Toch vraagt Maas daarna Schafthuizen nog een keer om toestemming:
“Zoals aangekondigd stuur ik je reeds nu, (…), de drukproef van deel 3 (…). Wat de drukproeven betreft: als eindverantwoordelijke voor de productie, heeft (…) zijn uiterste best gedaan om ervoor te zorgen dat er niets meer in zit van wat jij met [biograaf] bent overeengekomen om te schrappen.(…) Als je dit ook zelf geconstateerd hebt, verkrijg ik graag je toestemming om ook in deel 3 tot dusver onbekende citaten te mogen publiceren, en zie ik een ook door jou ondertekend exemplaar van de overeenkomst die ik je daarvoor toestuurde graag tegemoet. Immers als het goed is, kun je aan de drukproef zien dat ik aan al je voorwaarden voor die toestemming naar beste vermogen heb voldaan.”

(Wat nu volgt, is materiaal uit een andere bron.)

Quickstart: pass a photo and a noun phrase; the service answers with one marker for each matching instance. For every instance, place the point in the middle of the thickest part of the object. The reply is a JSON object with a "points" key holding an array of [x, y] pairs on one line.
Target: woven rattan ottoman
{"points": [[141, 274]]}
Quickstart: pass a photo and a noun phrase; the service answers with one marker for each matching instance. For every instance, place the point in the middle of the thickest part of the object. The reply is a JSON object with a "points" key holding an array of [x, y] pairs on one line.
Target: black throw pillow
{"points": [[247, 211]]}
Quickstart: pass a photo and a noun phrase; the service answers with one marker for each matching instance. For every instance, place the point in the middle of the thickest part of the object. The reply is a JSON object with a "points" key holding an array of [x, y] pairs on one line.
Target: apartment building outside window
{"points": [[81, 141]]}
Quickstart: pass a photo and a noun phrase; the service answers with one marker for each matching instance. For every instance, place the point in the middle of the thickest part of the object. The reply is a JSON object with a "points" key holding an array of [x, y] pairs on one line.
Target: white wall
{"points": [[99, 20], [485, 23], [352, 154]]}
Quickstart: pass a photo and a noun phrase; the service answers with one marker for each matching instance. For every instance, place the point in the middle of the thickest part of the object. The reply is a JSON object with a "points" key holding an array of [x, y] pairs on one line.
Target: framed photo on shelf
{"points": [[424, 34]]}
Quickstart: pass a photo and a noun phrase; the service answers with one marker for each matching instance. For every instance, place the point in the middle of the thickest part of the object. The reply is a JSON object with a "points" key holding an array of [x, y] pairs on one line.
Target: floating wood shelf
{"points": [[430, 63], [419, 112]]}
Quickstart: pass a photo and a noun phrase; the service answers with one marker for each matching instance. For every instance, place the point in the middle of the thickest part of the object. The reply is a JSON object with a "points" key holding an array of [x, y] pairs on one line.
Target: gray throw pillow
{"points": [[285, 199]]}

Die toestemming van Schafthuizen komt er echter niet, waarna Maas aan Schafthuizen het volgende meedeelt:
“In een telefoongesprek van 29 oktober hebben we deze geel gemarkeerde passages besproken en zijn we daaromtrent tot overeenstemming gekomen. Je stelde vast dat je blij was dat we er ‘met wederzijds respect’ uitgekomen waren. Vervolgens is jou door de uitgever ter controle een nieuwe uitdraai van de tekst toegestuurd, waarin zowel de door jou geëiste als de door ons besproken veranderingen waren aangebracht. Na bestudering van deze uitdraai heb je aan de uitgeverij nog enkele schrappingen opgegeven die je in eerste instantie over het hoofd had gezien. Ook deze wensen zijn gehonoreerd. Tegen mij verklaarde je toen dat het derde deel nu naar de zetter kon. Op de daarmee door jou gegeven toestemming om het derde deel in deze vorm uit te geven kun je niet eenzijdig terugkomen. Gegeven de bovenstaande feiten constateer ik dat er tussen ons een overeenkomst bestaat waardoor ik gerechtigd ben het derde deel van het boek – in de versie die op instigatie van jou is veranderd – ter uitgave aan te bieden en dat de uitgever gerechtigd is die uit te geven.”
Schafthuizen vordert vervolgens in kort geding een verbod op publicatie door Maas en de uitgeverij wegens (1) het ontbreken van de vereiste toestemming en (2) inbreuk op de persoonlijke levenssfeer. In dat kort geding deed de voorzieningenrechter van de Rechtbank Amsterdam recentelijk uitspraak.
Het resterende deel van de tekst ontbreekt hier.